Dans les DOM (les iles Françaises) nous faisons une part de marché qui s’élève à 22%. On démarre juste aussi dans d’autres territoires à fort potentiel en Afrique comme le Kenya, le Soudan et Djibouti. Dans ses trois pays, on a fait le choix d’implanter des importateurs. On a encore beaucoup de territoires à explorer et puis surtout on assiste à une course à la croissance du réseau dans tout ses pays.

– Qu’attendez-vous de l’arrivée de la nouvelle Clio ?

– La nouvelle Clio nous permettra de prendre une position très dominante quel que soit le pays, dans le segment des petites voitures. Je prends typiquement le cas de l’Algérie, sur ce segment là, on est en forte compétition avec d’autres constructeurs et on veut clairement prendre le leadership avec un produit qui sera complémentaire à Clio Campus. Notre objectif est clairement un objectif de leadership.

– On parle souvent de retour de certaines anciennes marques appartenant à Renault et de nouvelles à créer, pouvez-vous nous donner des précisions ?    

– Aujourd’hui dans le portefeuille des marques on a Renault et Dacia et on n’a pas d’autres en vue avec le groupe Renault. On fonctionne assez bien avec ces deux marques qui ont chacune un positionnement différent. Quand on disait ce qu’on attend de Clio, je vous ai parlé en terme de résultat mais on attend de la Clio 4 qu’elle installe la marque Renault dans des attributs qui sont maintenant assez clairs, c’est à dire un design séduisant, chaleureux plus sensuel et plus Italien, l’innovation et la technologie.

Dacia est dans un positionnement un peu plus rationnel, d’une marque fiable où vous en avez pour votre argent. Donc, on a clairement aujourd’hui des positionnements avec ces deux marques qui se clarifient et qui permettent de couvrir une clientèle très large.

– Les modèles électriques vont entrer en lice dans quelques mois, pensez-vous que les marchés sont prêts pour cette nouvelle aventure ?
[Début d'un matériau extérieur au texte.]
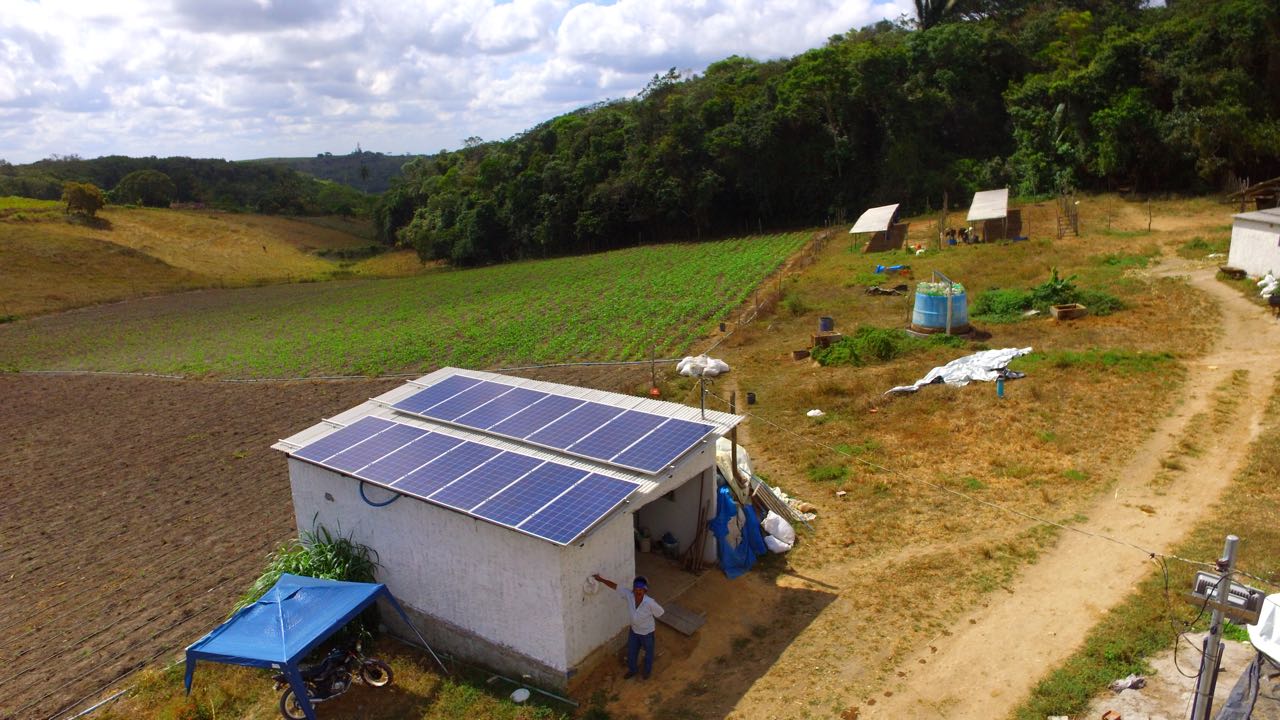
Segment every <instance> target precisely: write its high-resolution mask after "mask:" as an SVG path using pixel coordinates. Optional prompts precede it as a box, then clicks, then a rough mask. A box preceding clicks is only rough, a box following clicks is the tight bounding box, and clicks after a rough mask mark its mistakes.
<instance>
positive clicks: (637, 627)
mask: <svg viewBox="0 0 1280 720" xmlns="http://www.w3.org/2000/svg"><path fill="white" fill-rule="evenodd" d="M617 592H618V594H620V596H622V598H623V600H626V601H627V609H630V610H631V632H634V633H635V634H637V635H648V634H649V633H652V632H653V630H654V621H653V619H654V618H662V614H663V612H664V610H663V609H662V606H660V605H658V603H657V602H654V600H653V598H652V597H649V593H645V596H644V598H643V600H641V601H640V605H639V606H637V605H636V596H635V592H634V591H631V589H630V588H622V587H620V588H618V591H617Z"/></svg>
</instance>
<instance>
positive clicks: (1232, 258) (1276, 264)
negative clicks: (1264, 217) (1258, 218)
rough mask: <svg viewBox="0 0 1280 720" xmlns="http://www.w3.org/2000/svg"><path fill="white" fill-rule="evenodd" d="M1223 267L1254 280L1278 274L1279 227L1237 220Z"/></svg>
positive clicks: (1240, 219) (1272, 225) (1233, 227)
mask: <svg viewBox="0 0 1280 720" xmlns="http://www.w3.org/2000/svg"><path fill="white" fill-rule="evenodd" d="M1226 264H1228V265H1230V266H1233V268H1239V269H1242V270H1244V272H1247V273H1249V274H1251V275H1254V277H1261V275H1265V274H1267V273H1276V274H1280V227H1276V225H1272V224H1270V223H1260V222H1256V220H1244V219H1240V218H1236V220H1235V223H1234V224H1233V225H1231V250H1230V252H1229V254H1228V258H1226Z"/></svg>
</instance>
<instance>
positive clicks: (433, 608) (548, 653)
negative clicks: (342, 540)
mask: <svg viewBox="0 0 1280 720" xmlns="http://www.w3.org/2000/svg"><path fill="white" fill-rule="evenodd" d="M289 484H291V487H292V491H293V507H294V514H296V516H297V520H298V528H300V529H311V527H312V518H314V516H317V521H319V523H320V524H323V525H324V527H326V528H329V529H330V530H333V532H338V530H340V532H342V534H344V536H346V534H349V536H351V537H352V538H353V539H355V541H356V542H360V543H364V544H367V546H369V547H372V548H375V550H376V551H378V560H379V562H380V564H381V570H380V571H379V577H378V579H379V582H381V583H384V584H387V587H388V589H390V592H392V594H393V596H396V598H397V600H399V602H401V603H402V605H404V606H410V607H413V609H416V610H419V611H421V612H424V614H426V615H431V616H435V618H440V619H443V620H445V621H448V623H452V624H453V625H457V626H460V628H462V629H465V630H468V632H471V633H475V634H476V635H480V637H481V638H485V639H488V641H490V642H493V643H495V644H500V646H506V647H508V648H512V650H515V651H516V652H518V653H521V655H525V656H529V657H532V659H534V660H538V661H539V662H543V664H545V665H548V666H550V667H554V669H557V670H559V671H563V673H567V671H568V669H570V667H571V662H570V660H568V656H567V650H566V639H564V638H566V635H567V634H568V628H567V625H568V620H567V619H568V618H571V615H570V614H568V612H567V609H566V606H564V601H563V598H564V596H566V592H564V589H563V587H562V582H563V571H562V565H561V553H562V552H564V550H563V548H559V547H557V546H554V544H552V543H549V542H547V541H543V539H538V538H534V537H530V536H525V534H521V533H517V532H513V530H509V529H506V528H500V527H498V525H494V524H492V523H485V521H483V520H475V519H472V518H468V516H466V515H462V514H461V512H454V511H452V510H445V509H443V507H436V506H434V505H430V503H428V502H422V501H420V500H415V498H412V497H401V498H399V500H397V501H396V502H393V503H390V505H388V506H385V507H371V506H369V505H367V503H365V501H364V500H361V498H360V491H358V487H360V482H358V480H353V479H351V478H347V477H343V475H339V474H337V473H332V471H329V470H325V469H323V468H316V466H315V465H310V464H307V462H302V461H300V460H293V459H289ZM366 491H367V495H369V497H370V500H374V501H375V502H379V501H381V500H384V498H387V497H390V493H389V492H388V491H384V489H380V488H376V487H370V486H366ZM326 493H328V496H329V497H332V498H333V500H328V498H326V497H325V495H326ZM620 520H621V523H620ZM628 521H630V515H626V516H618V518H613V519H612V520H611V523H618V524H621V525H627V523H628ZM627 532H628V534H627V544H626V546H625V550H626V555H627V557H628V559H631V557H632V556H631V544H630V529H628V530H627ZM607 550H608V546H607V543H602V546H600V548H599V550H598V552H599V553H600V556H602V557H604V556H607ZM632 561H634V560H632ZM614 566H617V565H614ZM579 585H581V580H579Z"/></svg>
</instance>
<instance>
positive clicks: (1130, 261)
mask: <svg viewBox="0 0 1280 720" xmlns="http://www.w3.org/2000/svg"><path fill="white" fill-rule="evenodd" d="M1139 259H1140V261H1142V263H1143V265H1142V266H1146V263H1147V258H1146V256H1143V255H1103V256H1101V260H1100V264H1108V265H1116V264H1133V263H1138V261H1139ZM1075 279H1076V275H1070V277H1066V278H1064V277H1060V275H1059V274H1057V268H1053V272H1052V274H1051V277H1050V279H1047V281H1044V282H1043V283H1041V284H1038V286H1036V287H1033V288H1030V290H1018V288H992V290H988V291H984V292H980V293H978V297H975V299H974V302H973V307H972V313H970V314H972V315H973V318H974V319H979V320H983V322H987V323H1014V322H1018V320H1020V319H1023V318H1024V316H1025V315H1024V314H1025V313H1027V311H1028V310H1039V311H1041V313H1047V311H1048V309H1050V306H1052V305H1069V304H1071V302H1079V304H1080V305H1084V306H1085V307H1088V309H1089V313H1092V314H1093V315H1110V314H1112V313H1115V311H1117V310H1124V307H1125V305H1124V301H1121V300H1120V299H1119V297H1116V296H1114V295H1111V293H1108V292H1103V291H1101V290H1096V288H1082V287H1078V286H1076V284H1075V283H1074V282H1073V281H1075Z"/></svg>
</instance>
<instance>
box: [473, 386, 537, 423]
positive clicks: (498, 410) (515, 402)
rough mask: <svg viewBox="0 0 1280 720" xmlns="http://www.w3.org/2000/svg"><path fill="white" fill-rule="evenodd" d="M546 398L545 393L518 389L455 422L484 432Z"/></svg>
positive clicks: (478, 408)
mask: <svg viewBox="0 0 1280 720" xmlns="http://www.w3.org/2000/svg"><path fill="white" fill-rule="evenodd" d="M544 397H547V393H545V392H536V391H531V389H527V388H522V387H517V388H513V389H512V391H511V392H508V393H507V395H503V396H500V397H495V398H493V400H490V401H489V402H486V404H484V405H481V406H480V407H476V409H475V410H472V411H470V413H467V414H465V415H461V416H458V418H457V419H456V420H454V421H456V423H460V424H462V425H467V427H468V428H477V429H481V430H484V429H488V428H489V425H495V424H498V423H500V421H503V420H506V419H507V418H511V416H512V415H515V414H516V413H520V411H521V410H524V409H525V407H529V406H530V405H532V404H535V402H538V401H539V400H541V398H544Z"/></svg>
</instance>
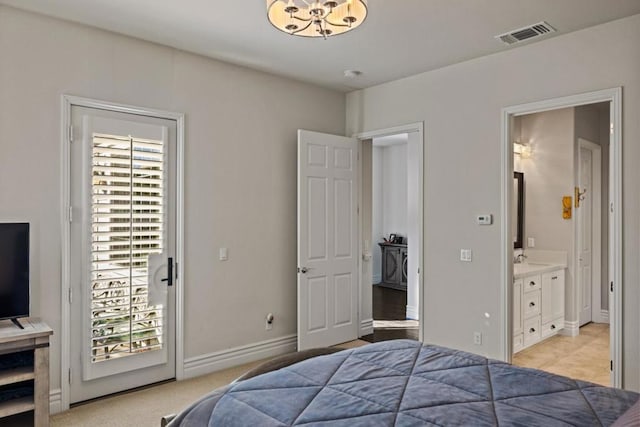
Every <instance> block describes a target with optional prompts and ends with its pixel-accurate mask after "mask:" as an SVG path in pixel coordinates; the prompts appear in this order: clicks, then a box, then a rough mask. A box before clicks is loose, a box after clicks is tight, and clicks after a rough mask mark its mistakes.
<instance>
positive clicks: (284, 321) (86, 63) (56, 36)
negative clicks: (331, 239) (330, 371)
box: [0, 6, 345, 389]
mask: <svg viewBox="0 0 640 427" xmlns="http://www.w3.org/2000/svg"><path fill="white" fill-rule="evenodd" d="M62 94H72V95H79V96H84V97H90V98H97V99H103V100H109V101H115V102H119V103H125V104H133V105H139V106H146V107H152V108H157V109H164V110H172V111H178V112H183V113H185V114H186V143H185V214H186V218H185V223H186V227H185V228H186V230H185V245H186V247H185V256H186V259H185V265H184V266H185V277H184V281H183V283H184V286H185V291H184V292H185V298H186V301H185V313H186V315H185V334H186V336H185V343H184V345H185V358H190V357H194V356H198V355H205V354H208V353H213V352H216V351H220V350H224V349H228V348H232V347H236V346H241V345H246V344H251V343H255V342H259V341H263V340H267V339H271V338H277V337H282V336H286V335H289V334H294V333H295V332H296V273H295V264H296V249H295V247H296V244H295V242H296V156H297V155H296V152H297V148H296V147H297V145H296V129H298V128H306V129H310V130H316V131H322V132H329V133H336V134H343V133H344V128H345V96H344V94H342V93H338V92H334V91H331V90H326V89H321V88H318V87H314V86H311V85H308V84H302V83H298V82H295V81H292V80H291V79H285V78H280V77H275V76H273V75H269V74H265V73H260V72H257V71H252V70H249V69H246V68H241V67H236V66H232V65H229V64H225V63H222V62H218V61H214V60H210V59H206V58H204V57H201V56H197V55H193V54H190V53H186V52H182V51H179V50H175V49H171V48H168V47H163V46H159V45H155V44H151V43H148V42H144V41H140V40H136V39H132V38H129V37H125V36H120V35H116V34H113V33H109V32H105V31H100V30H96V29H91V28H88V27H84V26H80V25H76V24H71V23H68V22H64V21H60V20H56V19H52V18H47V17H43V16H40V15H35V14H30V13H27V12H21V11H17V10H15V9H12V8H8V7H5V6H0V219H1V220H10V219H20V220H24V221H29V222H31V224H32V233H33V252H32V259H31V261H32V265H33V267H32V295H33V302H32V313H33V315H35V316H41V317H43V318H44V320H45V321H46V322H47V323H49V324H50V325H51V326H52V327H53V329H54V331H55V334H54V336H53V341H52V347H51V350H52V351H51V372H52V378H51V387H52V389H56V388H59V387H60V369H59V367H60V333H59V331H60V325H61V319H60V300H61V294H60V290H61V286H62V285H63V284H61V283H60V275H61V270H60V268H61V256H60V249H61V228H60V224H61V221H62V219H61V216H60V212H61V211H62V207H61V206H60V199H61V187H60V186H61V166H60V158H61V150H60V147H61V142H60V123H61V111H60V108H61V95H62ZM285 118H286V119H285ZM221 246H225V247H228V248H229V261H227V262H219V261H217V254H218V248H219V247H221ZM268 312H273V313H274V314H275V322H274V327H273V330H271V331H265V328H264V316H265V315H266V313H268ZM230 322H233V327H232V328H231V327H229V325H230Z"/></svg>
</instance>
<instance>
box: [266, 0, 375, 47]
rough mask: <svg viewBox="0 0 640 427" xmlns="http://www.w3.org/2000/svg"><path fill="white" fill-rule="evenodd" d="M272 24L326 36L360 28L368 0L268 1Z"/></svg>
mask: <svg viewBox="0 0 640 427" xmlns="http://www.w3.org/2000/svg"><path fill="white" fill-rule="evenodd" d="M267 16H268V17H269V21H270V22H271V24H272V25H273V26H274V27H276V28H277V29H279V30H280V31H283V32H285V33H288V34H292V35H296V36H303V37H324V38H325V39H326V38H327V37H329V36H334V35H337V34H342V33H346V32H347V31H351V30H353V29H354V28H357V27H358V26H359V25H360V24H362V22H363V21H364V20H365V18H366V17H367V2H366V0H308V1H307V0H267Z"/></svg>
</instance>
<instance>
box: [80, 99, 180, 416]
mask: <svg viewBox="0 0 640 427" xmlns="http://www.w3.org/2000/svg"><path fill="white" fill-rule="evenodd" d="M71 121H72V125H73V129H74V142H73V144H72V148H71V203H72V207H73V212H74V218H73V221H72V223H71V227H70V228H71V259H72V262H71V275H70V277H71V289H72V293H73V295H74V298H73V299H72V303H71V319H72V323H71V355H72V356H71V357H72V358H71V360H70V367H71V372H70V378H71V387H70V401H71V402H72V403H74V402H78V401H82V400H87V399H91V398H94V397H98V396H102V395H105V394H109V393H114V392H117V391H121V390H126V389H129V388H133V387H138V386H141V385H145V384H149V383H153V382H157V381H161V380H165V379H169V378H173V377H174V376H175V332H174V331H175V309H174V304H175V296H174V292H173V288H172V289H168V288H167V286H166V285H164V290H160V291H158V289H157V285H156V286H153V285H154V284H155V282H156V281H157V280H156V276H158V275H162V274H166V271H167V265H166V262H167V261H166V260H168V259H169V258H174V257H175V198H174V194H175V158H176V156H175V146H176V144H175V142H176V122H175V121H172V120H166V119H158V118H151V117H143V116H136V115H133V114H125V113H116V112H110V111H106V110H99V109H91V108H84V107H77V106H73V107H72V114H71ZM153 255H156V256H158V257H162V259H163V260H165V261H164V262H159V263H158V262H156V263H155V264H154V265H153V266H152V268H149V267H150V265H149V262H148V258H149V256H153ZM158 280H162V279H158ZM165 283H166V282H165ZM150 285H151V288H150ZM154 288H155V289H154ZM154 291H155V294H154ZM152 295H153V297H154V301H150V297H151V296H152Z"/></svg>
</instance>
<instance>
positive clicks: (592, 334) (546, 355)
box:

– C’est un changement majeur. Depuis 115 ans, le monde fonction avec des véhicules thermiques. Avant que cette technologie ne soit disponible pour tous, il faudra être patients et pédagogue, puis bien expliquer la portée de ce type de véhicules. Le virage se prendra d’une façon ou d’une autre. Si votre question est sur l’Algérie, on n’exclut rien pour l’instant, simplement on ira à la condition qu’il y ait un niveau d’équipement et d’accompagnement qui permette de se déplacer en véhicule électrique, ce n’est pas le cas aujourd’hui et je pense que ce n’est pas encore la priorité numéro 1 en Algérie. Maintenant on n’exclut rien c’est à dire si on a quelques entreprises qui voudront fonctionner en Twizy, on fera en sorte d’offrir une mobilité avec Twizy.

Sinon globalement pour le groupe, l’objectif est clair. On a pris cette orientation du véhicule électrique et on aura d’ici la fin de l’année quatre modèles. Zoé va vraiment être le véhicule qui va marquer la différence parce que c’est un véhicule citadin de dimension plus compact que la Clio. Elle sera typiquement le deuxième véhicule de la famille qui permettra de faire les distances travail domicile au quotidien.